Konerko commanding respect in farewell year

Outlook: Konerko's potential output limited by role

GLENDALE, Ariz. -- The reaction toward Paul Konerko coming back for a 16th season with the White Sox before retiring was one of overwhelming excitement by pitchers and catchers Saturday.

"I'm glad he's going to be back," White Sox catcher Tyler Flowers said, adding that White Sox general manager Rick Hahn commented on Konerko's positive influence. "Then I hear some other people saying that can't be that important.

"Stuff like that is important. That is big for a team, especially with the young guys we have and the younger group we have overall. Having a guy like him is going to be huge for everybody; whether you're swinging bad or doing terrible and getting down on yourself. A guy like that can be a real good influence."

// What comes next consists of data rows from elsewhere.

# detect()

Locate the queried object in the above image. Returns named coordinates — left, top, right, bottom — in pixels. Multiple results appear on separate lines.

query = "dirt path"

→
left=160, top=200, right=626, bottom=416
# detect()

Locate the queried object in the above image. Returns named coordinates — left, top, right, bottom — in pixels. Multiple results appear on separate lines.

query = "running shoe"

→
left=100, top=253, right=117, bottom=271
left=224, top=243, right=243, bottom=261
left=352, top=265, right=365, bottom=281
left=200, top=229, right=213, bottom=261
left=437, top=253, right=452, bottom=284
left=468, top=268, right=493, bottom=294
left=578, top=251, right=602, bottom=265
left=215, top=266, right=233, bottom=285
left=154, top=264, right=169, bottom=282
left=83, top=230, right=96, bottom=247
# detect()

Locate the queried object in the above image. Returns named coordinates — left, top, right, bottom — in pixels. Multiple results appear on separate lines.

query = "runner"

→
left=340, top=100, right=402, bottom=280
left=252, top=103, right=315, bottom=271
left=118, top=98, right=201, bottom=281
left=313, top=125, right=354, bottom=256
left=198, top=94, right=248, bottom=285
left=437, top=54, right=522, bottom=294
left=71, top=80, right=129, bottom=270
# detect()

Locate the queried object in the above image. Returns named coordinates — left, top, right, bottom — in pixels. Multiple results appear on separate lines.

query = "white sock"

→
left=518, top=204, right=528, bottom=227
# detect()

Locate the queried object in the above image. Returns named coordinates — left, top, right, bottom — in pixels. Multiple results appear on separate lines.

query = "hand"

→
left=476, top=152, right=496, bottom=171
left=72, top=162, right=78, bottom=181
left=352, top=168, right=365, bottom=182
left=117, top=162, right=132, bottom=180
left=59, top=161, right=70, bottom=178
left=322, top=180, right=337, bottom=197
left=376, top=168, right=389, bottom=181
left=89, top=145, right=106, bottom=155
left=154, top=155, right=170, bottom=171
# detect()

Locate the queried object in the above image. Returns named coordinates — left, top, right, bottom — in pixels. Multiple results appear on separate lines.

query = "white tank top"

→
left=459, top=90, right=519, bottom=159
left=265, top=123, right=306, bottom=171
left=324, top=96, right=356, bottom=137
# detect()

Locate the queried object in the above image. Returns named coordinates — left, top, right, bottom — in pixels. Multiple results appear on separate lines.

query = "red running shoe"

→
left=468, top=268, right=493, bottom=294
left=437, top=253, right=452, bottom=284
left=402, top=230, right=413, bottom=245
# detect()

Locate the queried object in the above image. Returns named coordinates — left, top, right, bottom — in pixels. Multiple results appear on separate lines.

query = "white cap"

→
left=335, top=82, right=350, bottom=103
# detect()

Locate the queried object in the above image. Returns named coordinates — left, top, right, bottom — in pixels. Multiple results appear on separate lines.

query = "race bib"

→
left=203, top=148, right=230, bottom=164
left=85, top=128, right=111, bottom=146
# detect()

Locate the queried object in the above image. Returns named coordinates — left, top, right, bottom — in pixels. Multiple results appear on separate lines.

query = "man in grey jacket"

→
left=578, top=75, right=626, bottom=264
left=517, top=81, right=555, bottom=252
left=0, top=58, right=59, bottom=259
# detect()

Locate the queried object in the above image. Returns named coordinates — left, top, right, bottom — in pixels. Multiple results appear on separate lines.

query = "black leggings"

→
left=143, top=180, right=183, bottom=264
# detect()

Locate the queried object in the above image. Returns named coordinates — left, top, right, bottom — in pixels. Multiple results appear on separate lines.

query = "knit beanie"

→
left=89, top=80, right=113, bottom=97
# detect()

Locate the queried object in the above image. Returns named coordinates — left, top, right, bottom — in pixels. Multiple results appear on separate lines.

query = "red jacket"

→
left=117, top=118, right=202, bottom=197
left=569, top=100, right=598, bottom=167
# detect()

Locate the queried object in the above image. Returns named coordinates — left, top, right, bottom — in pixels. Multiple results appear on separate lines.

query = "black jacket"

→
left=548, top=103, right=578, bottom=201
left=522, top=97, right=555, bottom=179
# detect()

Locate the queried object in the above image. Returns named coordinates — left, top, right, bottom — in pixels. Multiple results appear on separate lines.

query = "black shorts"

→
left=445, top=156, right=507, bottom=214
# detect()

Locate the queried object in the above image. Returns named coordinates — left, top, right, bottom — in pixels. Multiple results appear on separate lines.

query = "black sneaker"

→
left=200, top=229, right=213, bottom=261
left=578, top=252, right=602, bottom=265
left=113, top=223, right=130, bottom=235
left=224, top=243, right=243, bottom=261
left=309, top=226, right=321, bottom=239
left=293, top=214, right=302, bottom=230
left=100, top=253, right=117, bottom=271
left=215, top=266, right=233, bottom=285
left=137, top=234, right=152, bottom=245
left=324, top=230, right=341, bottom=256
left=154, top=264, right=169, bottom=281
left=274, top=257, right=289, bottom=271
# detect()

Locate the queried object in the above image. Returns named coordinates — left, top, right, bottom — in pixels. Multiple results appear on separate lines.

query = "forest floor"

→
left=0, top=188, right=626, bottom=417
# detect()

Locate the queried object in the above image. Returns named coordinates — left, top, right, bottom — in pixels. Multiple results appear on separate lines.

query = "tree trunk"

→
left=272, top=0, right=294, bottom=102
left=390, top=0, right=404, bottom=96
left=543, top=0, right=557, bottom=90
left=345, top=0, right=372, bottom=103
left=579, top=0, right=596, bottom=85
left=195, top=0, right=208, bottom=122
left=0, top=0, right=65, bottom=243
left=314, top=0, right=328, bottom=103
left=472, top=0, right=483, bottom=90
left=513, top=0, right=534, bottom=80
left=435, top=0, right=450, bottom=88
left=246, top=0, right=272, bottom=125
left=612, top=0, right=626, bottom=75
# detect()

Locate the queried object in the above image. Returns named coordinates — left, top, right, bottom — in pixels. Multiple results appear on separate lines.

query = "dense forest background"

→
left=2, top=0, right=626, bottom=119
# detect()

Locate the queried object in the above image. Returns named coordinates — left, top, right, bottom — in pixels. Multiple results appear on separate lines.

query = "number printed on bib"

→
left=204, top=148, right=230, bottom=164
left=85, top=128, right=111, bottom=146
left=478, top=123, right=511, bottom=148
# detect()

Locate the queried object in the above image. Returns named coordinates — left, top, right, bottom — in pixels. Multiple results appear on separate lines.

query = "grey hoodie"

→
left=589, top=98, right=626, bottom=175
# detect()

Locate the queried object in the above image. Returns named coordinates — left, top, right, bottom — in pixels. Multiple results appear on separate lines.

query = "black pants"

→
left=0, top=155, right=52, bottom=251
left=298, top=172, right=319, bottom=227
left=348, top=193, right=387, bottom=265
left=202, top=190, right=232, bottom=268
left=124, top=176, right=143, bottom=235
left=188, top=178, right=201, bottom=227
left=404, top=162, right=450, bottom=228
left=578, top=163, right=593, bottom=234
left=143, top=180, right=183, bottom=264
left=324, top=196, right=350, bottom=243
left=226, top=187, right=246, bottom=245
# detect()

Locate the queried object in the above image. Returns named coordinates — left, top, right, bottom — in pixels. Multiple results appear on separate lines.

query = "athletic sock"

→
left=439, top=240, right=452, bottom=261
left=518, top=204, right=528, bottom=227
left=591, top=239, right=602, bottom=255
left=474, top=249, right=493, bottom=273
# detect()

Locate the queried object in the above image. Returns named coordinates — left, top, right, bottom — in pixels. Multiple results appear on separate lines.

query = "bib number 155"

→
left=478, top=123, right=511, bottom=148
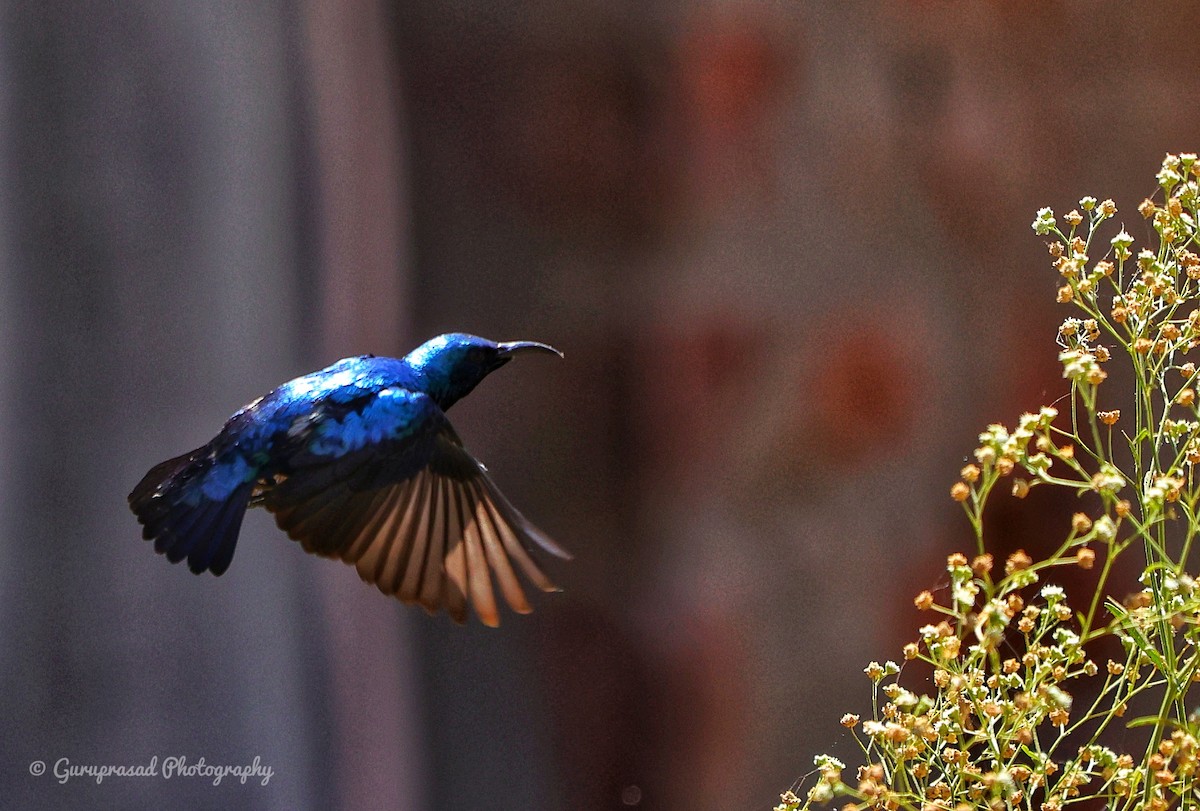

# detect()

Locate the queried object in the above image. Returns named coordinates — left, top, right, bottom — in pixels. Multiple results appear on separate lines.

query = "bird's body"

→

Flowers said he texted Konerko recently and asked, "Why aren't you here?" Konerko responded by texting, "I'm pacing myself, kid."

"Paul is the captain; it's going to be a lot different when he's not around," White Sox starter John Danks said. "We are going to be enjoying as much time as we can having him around, and hopefully he goes out with a bang."

"Especially after last year, no one wants to end on that kind of note; he deserves better than that," White Sox starter Chris Sale said. "That's what we're here to do. One last hurrah and see if we can make a splash for him."

Third to first

• Reliever Ronald Belisario was the only one of the 36 pitchers and catchers not in attendance for Saturday's opening day of camp. The free-agent right-hander, who agreed to a one-year, $3 million deal with the White Sox, is having visa problems getting out of Venezuela.

• After getting married to country performer Ashley Monroe during the offseason, Danks moved from Texas to Nashville. Danks enjoyed his new environment, aside from the cold, but still believes he is a Texan at heart.